Banks signal stronger credit appetite ahead of key CBSL policy decision

Tuesday, 26 May 2026 05:20 -     - {{hitsCtrl.values.hits}}

  • Loan demand rises across all sectors amid stable rates and improved sentiment
  • SOE credit demand driven by higher fuel financing needs linked to Middle East conflict
  • Banks remain cautious over geopolitical tensions and supply-side disruptions in 2Q

With probably the most anticipated Monetary Policy Statement in recent times to be announced by the Central Bank of Sri Lanka (CBSL) today (26), it yesterday said banks continued to expand lending appetite and observed rising loan demand across most sectors during the first quarter of 2026, despite growing external risks from Middle East tensions and Cyclone Ditwah.

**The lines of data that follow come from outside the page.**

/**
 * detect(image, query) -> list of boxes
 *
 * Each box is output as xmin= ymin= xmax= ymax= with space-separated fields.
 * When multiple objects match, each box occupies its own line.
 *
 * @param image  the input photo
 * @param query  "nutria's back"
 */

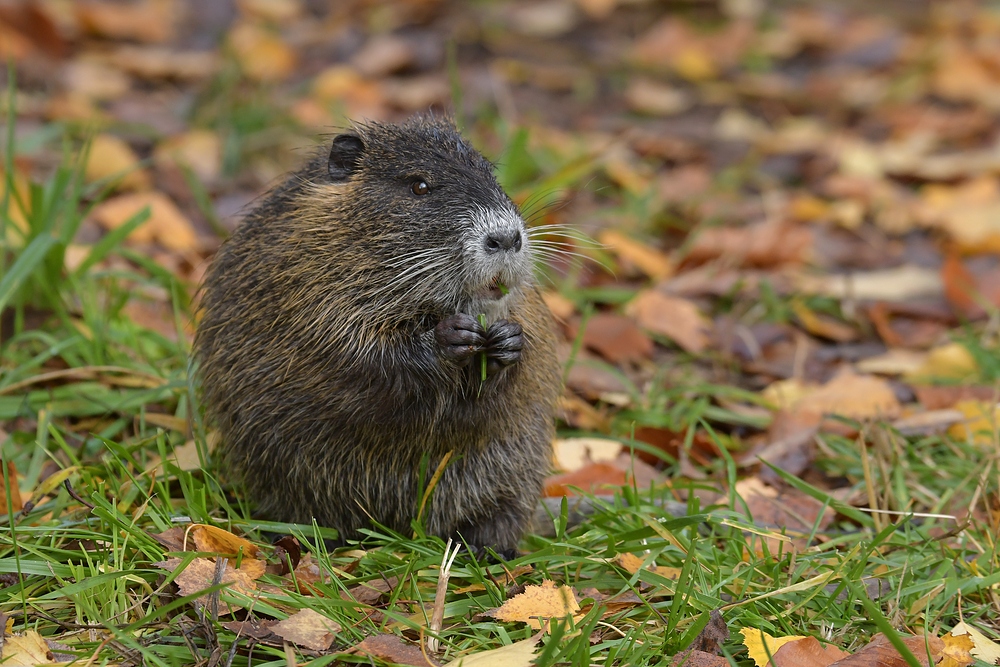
xmin=195 ymin=117 xmax=559 ymax=552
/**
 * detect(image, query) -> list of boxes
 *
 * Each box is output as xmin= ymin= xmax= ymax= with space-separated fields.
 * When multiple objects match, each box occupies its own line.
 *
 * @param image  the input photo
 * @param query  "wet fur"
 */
xmin=195 ymin=117 xmax=559 ymax=553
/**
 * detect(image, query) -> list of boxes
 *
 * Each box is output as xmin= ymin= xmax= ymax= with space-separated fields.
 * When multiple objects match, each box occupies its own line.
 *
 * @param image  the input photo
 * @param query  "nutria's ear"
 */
xmin=327 ymin=134 xmax=365 ymax=183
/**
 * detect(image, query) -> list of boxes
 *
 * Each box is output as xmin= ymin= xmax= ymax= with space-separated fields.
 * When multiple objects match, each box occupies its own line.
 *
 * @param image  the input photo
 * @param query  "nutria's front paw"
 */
xmin=434 ymin=313 xmax=486 ymax=366
xmin=485 ymin=320 xmax=524 ymax=372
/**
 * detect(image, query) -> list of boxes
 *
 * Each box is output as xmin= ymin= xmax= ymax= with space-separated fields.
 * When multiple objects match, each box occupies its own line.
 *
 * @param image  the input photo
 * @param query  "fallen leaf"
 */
xmin=92 ymin=191 xmax=198 ymax=250
xmin=791 ymin=371 xmax=900 ymax=420
xmin=348 ymin=634 xmax=439 ymax=667
xmin=685 ymin=223 xmax=814 ymax=267
xmin=73 ymin=0 xmax=177 ymax=42
xmin=552 ymin=438 xmax=623 ymax=472
xmin=740 ymin=628 xmax=805 ymax=667
xmin=832 ymin=633 xmax=944 ymax=667
xmin=445 ymin=633 xmax=542 ymax=667
xmin=219 ymin=618 xmax=278 ymax=639
xmin=625 ymin=290 xmax=711 ymax=354
xmin=942 ymin=621 xmax=1000 ymax=665
xmin=570 ymin=313 xmax=653 ymax=363
xmin=0 ymin=628 xmax=58 ymax=667
xmin=153 ymin=130 xmax=222 ymax=183
xmin=228 ymin=21 xmax=298 ymax=83
xmin=155 ymin=558 xmax=257 ymax=614
xmin=770 ymin=637 xmax=850 ymax=667
xmin=489 ymin=579 xmax=580 ymax=630
xmin=948 ymin=401 xmax=1000 ymax=447
xmin=598 ymin=229 xmax=674 ymax=280
xmin=84 ymin=134 xmax=151 ymax=190
xmin=0 ymin=459 xmax=24 ymax=514
xmin=189 ymin=523 xmax=259 ymax=558
xmin=543 ymin=463 xmax=628 ymax=498
xmin=625 ymin=77 xmax=694 ymax=116
xmin=271 ymin=609 xmax=341 ymax=651
xmin=905 ymin=343 xmax=979 ymax=383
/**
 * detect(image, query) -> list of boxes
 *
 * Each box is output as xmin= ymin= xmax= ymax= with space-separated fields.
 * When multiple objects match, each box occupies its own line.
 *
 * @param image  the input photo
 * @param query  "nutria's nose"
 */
xmin=486 ymin=229 xmax=521 ymax=254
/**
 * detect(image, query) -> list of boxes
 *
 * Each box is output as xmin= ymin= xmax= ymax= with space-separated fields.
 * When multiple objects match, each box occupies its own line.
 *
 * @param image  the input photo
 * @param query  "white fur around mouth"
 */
xmin=477 ymin=273 xmax=509 ymax=300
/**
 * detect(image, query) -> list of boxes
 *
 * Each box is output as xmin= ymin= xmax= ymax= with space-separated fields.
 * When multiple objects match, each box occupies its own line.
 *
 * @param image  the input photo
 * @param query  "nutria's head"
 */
xmin=295 ymin=116 xmax=532 ymax=314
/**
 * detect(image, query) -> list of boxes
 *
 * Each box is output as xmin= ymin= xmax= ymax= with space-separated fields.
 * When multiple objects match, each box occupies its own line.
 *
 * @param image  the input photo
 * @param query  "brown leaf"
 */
xmin=92 ymin=191 xmax=198 ymax=250
xmin=686 ymin=223 xmax=813 ymax=267
xmin=544 ymin=463 xmax=626 ymax=498
xmin=0 ymin=460 xmax=24 ymax=513
xmin=670 ymin=650 xmax=730 ymax=667
xmin=570 ymin=313 xmax=653 ymax=363
xmin=349 ymin=634 xmax=440 ymax=667
xmin=626 ymin=290 xmax=711 ymax=354
xmin=598 ymin=229 xmax=674 ymax=280
xmin=490 ymin=579 xmax=580 ymax=630
xmin=828 ymin=633 xmax=944 ymax=667
xmin=190 ymin=523 xmax=260 ymax=558
xmin=73 ymin=0 xmax=177 ymax=42
xmin=84 ymin=134 xmax=150 ymax=190
xmin=219 ymin=618 xmax=277 ymax=639
xmin=271 ymin=609 xmax=340 ymax=651
xmin=155 ymin=558 xmax=257 ymax=613
xmin=769 ymin=637 xmax=850 ymax=667
xmin=229 ymin=22 xmax=298 ymax=82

According to the ‘CBSL Credit Supply Survey: Trends in 1Q and Outlook for 2Q 2026,’ the banking sector’s willingness to lend increased further during the quarter compared to 4Q 2025, particularly across the Retail, Corporate, and Small and Medium Enterprise (SME) sectors, although lending appetite towards State-Owned Enterprises (SOEs) declined.

Banks...

Banks attributed the stronger lending appetite to the positive economic outlook, stable interest rates, favourable market and business conditions, improved asset quality, and stronger corporate earnings despite the impact of geopolitical tensions and weather-related disruptions.

The CBSL said banks expect willingness to lend to increase further during 2Q 2026, though at a slower pace, as geopolitical tensions and supply-side disruptions linked to the Middle East conflict continue to weigh on risk assessments.

“The spillover effects of geopolitical tensions causing supply-side disruptions for industries have led banks to maintain a cautious lending approach during 2Q 2026,” the survey noted.

Demand for loans also increased across all four sectors during 1Q 2026 compared to the previous quarter, supported by lower and stable interest rates, improved market sentiment, and favourable business conditions.

In the Retail sector, demand for housing loans, pawning facilities, and vehicle leases increased significantly, while sector-specific credit schemes, expansion projects, and new ventures contributed to higher credit demand within the Corporate and SME sectors.

The CBSL noted that loan demand from SOEs turned positive during the quarter, driven partly by increased financing requirements linked to rising fuel prices amid the ongoing Middle East conflict, as well as funding needs for development projects undertaken by SOEs.

Banks expect loan demand to increase further during 2Q 2026, supported by improving consumer demand and anticipated growth in working capital financing requirements. 

However, lenders also warned that prolonged geopolitical tensions could lead to weaker demand, higher borrower risk, and tighter lending conditions.

The survey also showed continued improvement in asset quality across the banking sector, with the overall number of non-performing loans (NPLs) declining across all sectors during 1Q 2026 compared to 4Q 2025.

Banks attributed the improvement in NPL conditions to intensified recovery efforts, stronger collection mechanisms, restructuring and rescheduling arrangements, improved borrower cash flows, and broader macroeconomic stability.

The CBSL said the downward trend in NPLs is expected to continue into 2Q 2026, although banks highlighted that external risks, including Middle East tensions and rising global costs, continue to pose risks to borrower performance.

Meanwhile, loan application rejections declined across the Corporate and SOE sectors during the quarter, supported by improved macroeconomic conditions and stronger quality lending proposals. However, rejection rates increased slightly in the Retail and SME sectors amid concerns over repayment capacity, collateral quality, and the impact of unexpected natural disasters.

Banks expect loan application rejections to decline across all sectors during 2Q 2026 amid expectations of stronger borrower cash flows, improved client canvassing, and enhanced credit evaluation processes.